Kemudian Allah menjadikan tiga macam awan, ada yang putih, merah, dan hitam. Lalu ada seruan yang diarahkan kepada mereka untuk memilih awan mana yang mereka inginkan untuk kaumnya. 

Mereka memilih awan yang berwarna hitam dengan anggapan awan tersebut lebih banyak airnya. Lalu Allah menggiring awan hitam di atas kaum ‘Ad. Melihat hal itu mereka bergembira dan mengira bahwa permohonan mereka akan dikabulkan dan hujan akan segera turun.

Namun ternyata perkiraan mereka meleset total. Awan yang mereka kira bakal menurunkan hujan ternyata justru membawa angin yang membinasakan. Maka, alih-alih hujan yang akan turun membasahi bumi mereka, justru yang terjadi adalah badai angin dahsyat selama delapan hari berturut-turut sehingga membinasakan siapa saja yang menimpanya. 

Hal ini sebagaimana dijelaskan dalam Al-Qur’an surah Al-Qomar ayat 19:

اِنَّآ اَرْسَلْنَا عَلَيْهِمْ رِيْحًا صَرْصَرًا فِيْ يَوْمِ نَحْسٍ مُّسْتَمِرٍّۙ

Artinya: “Sesungguhnya Kami telah mengembuskan angin yang sangat kencang kepada mereka pada hari nahas yang terus-menerus.”

Allah menimpakan angin itu kepada mereka selama tujuh malam dan delapan hari terus menerus. Kaum ‘Ad pada waktu itu mati bergelimpangan seakan-akan mereka batang pohon kurma yang telah kosong (lapuk).

Angin yang menimpa kaum ‘Ad sangatlah dahsyat. Kekuatannya sangat besar dengan suhu yang sangat dingin. Angin tersebut selalu mengejar-ngejar kaum itu ke mana saja mereka berlindung. 

Bahkan sekalipun mereka berlindung di goa-goa, pegunungan, rumah, maupun istana-istana mereka yang kokoh, angin tersebut tetap terus mengejar dan membinasakan mereka.

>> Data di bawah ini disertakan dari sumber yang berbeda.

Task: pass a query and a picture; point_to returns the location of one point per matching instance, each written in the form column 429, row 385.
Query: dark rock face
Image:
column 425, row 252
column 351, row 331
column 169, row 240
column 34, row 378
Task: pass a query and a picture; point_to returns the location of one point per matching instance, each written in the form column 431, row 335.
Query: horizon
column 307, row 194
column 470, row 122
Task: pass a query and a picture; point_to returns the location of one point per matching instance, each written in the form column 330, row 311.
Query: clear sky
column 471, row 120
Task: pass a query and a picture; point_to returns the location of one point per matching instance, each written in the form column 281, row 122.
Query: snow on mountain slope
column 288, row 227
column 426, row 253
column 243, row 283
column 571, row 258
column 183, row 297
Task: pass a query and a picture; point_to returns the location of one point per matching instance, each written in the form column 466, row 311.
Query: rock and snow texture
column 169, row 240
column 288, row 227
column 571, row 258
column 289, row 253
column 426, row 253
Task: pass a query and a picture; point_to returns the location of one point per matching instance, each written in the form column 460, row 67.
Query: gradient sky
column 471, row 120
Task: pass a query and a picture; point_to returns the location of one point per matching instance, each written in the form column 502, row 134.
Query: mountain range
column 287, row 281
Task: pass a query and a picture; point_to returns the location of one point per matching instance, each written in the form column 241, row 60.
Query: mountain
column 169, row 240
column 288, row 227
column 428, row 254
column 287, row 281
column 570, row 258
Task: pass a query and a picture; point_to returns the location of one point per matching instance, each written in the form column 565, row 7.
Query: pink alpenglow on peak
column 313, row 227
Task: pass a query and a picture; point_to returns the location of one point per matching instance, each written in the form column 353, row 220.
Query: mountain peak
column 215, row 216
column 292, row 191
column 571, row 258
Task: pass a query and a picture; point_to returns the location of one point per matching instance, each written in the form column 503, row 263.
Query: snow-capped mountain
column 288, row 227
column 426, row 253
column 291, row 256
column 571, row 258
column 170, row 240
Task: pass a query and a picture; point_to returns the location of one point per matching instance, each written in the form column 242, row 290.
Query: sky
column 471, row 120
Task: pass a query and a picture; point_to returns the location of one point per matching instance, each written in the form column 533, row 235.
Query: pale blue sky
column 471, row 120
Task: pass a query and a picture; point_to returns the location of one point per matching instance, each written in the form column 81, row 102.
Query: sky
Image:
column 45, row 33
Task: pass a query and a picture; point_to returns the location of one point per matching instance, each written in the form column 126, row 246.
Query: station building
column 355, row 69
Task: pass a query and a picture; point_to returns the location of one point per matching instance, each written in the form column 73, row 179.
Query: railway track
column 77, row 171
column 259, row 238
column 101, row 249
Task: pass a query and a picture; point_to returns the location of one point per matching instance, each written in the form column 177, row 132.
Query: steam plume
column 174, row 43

Kekuatan yang selama ini mereka sombongkan dibalas dengan kekuatan Allah berupa angin yang sangat dahsyat.

Pelajaran Berharga dari Kisah Nabi Hud

1. Mengajarkan tentang keberanian dalam menyampaikan kebenaran meskipun dihadapkan pada tantangan dan penolakan dari kaumnya.

2. Pentingnya bersyukur terhadap nikmat Allah dan menjauhi sikap sombong yang dapt membawa kehancuran.

3. Rasa tanggung jawab untuk menegakkan keadilan dan kebenaran di tengah masyarakat yang terjerumus dalam ketidakadilan dan kesesatan.